Debido a esta crisis, se alteró el panorama político
y económico de Charcas y se produjo la ruptura
de la alianza entre el Estado colonial, los señores
étnicos y los religiosos. El virrey conde de Nieva
inició una nueva política dirigida a acelerar el
desarrollo de una economía mercantil.
El resultado fueron las Ordenanzas de Minas
(1561) para regular el trabajo indígena en Potosí,
que respondían a los intereses de los mineros
que anhelaban el retorno de los indios. Las ordenanzas obligaban a los curacas de la provincia
de Chucuito a enviar anualmente 500 indios al
yacimiento de Porco y 250 al de Berenguela. A
Potosí se envió cerca de 5.000 para compensar
los 30.000 pesos de tasa que le fueron asignados.
El establecimiento de los corregidores como
recaudadores del tributo erosionó el poder
de las jefaturas étnicas y religiosas y permitió
la inserción forzosa de los indígenas al nuevo
“programa” económico.
En la década de 1560, eran los frailes lascasianos,
encabezados por el obispo fray Domingo
de Santo Tomás que, junto con los caciques, presionaron
para que los encomenderos restituyeran
a la población indígena los montos cobrados sin
cumplir con la tasa fijada por La Gasca después de
las guerras civiles. Los indios iniciaron procesos en
contra de los excesos de tributo cobrados por sus encomenderos, aunque aquello ocurrió recién después
de la muerte de los encomenderos; por tanto,
los procesos fueron contra los herederos (Del Río,
1997; Abecrombie, 2002; Platt et al., 2006).

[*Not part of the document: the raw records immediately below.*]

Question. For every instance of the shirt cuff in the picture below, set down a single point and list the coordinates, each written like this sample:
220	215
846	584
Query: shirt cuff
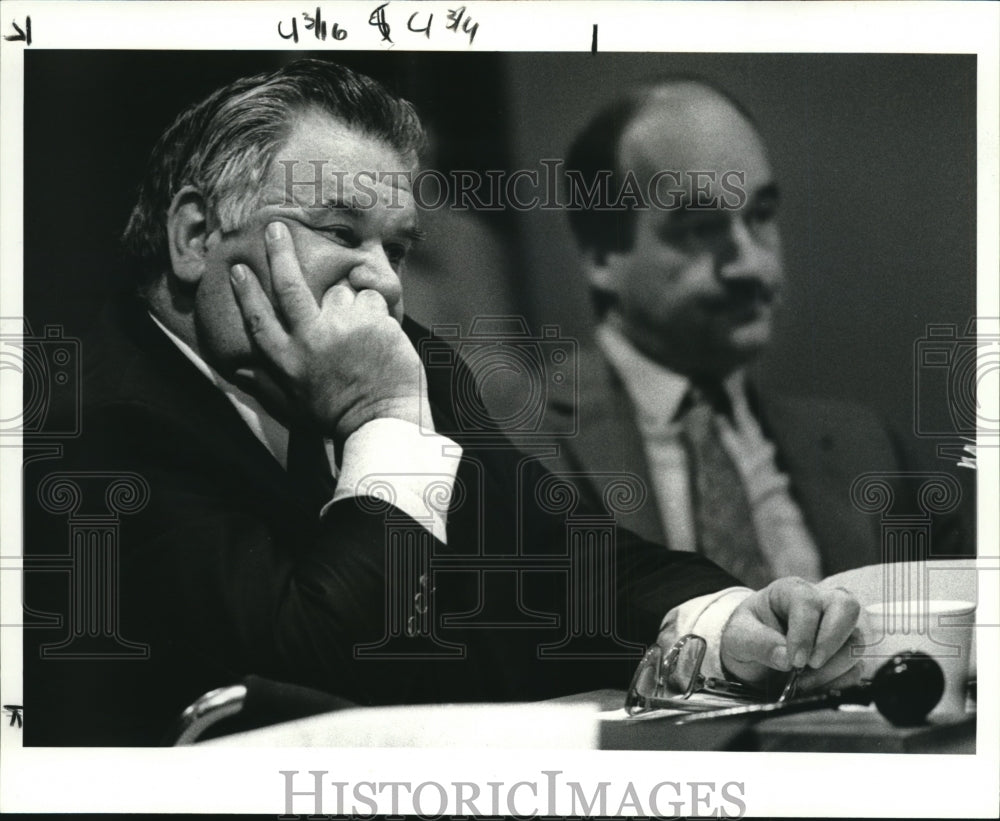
404	465
705	616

Sin embargo, en la discusión doctrinal sobre
la política colonial, se encontraron dos lógicas
irreconciliables: la de la protección de los derechos
de los indígenas salvaguardada en teoría por
la legislación y la necesidad de incrementar los
ingresos fiscales. El frente lascasiano se opuso a
las medidas de Nieva y, más tarde, a la política
del licenciado Castro que intentaba legitimar la
coacción minera. Cuando, en 1567, Castro solicitó
al arzobispo Loayza y los prelados de distintas
órdenes una opinión sobre el tema, la respuesta
mostró el debilitamiento de su posición, pues
reivindicaba la libertad de los indígenas. Con la
aparición de la obra Gobierno del Perú de Juan
de Matienzo en 1567, que argumentaba tanto el
trabajo forzado como la tributación individual,
el poder colonial obtuvo una justificación doctrinal
para una nueva política que estimularía la
economía mercantil basada en la extracción y
la circulación de la plata potosina. Es así que la
corriente lascaciana perdió terreno. De ahí en
adelante, para contrarrestar las iniciativas de las
órdenes religiosas, la Corona apostó por la iglesia
secular y la orden de la Compañía de Jesús.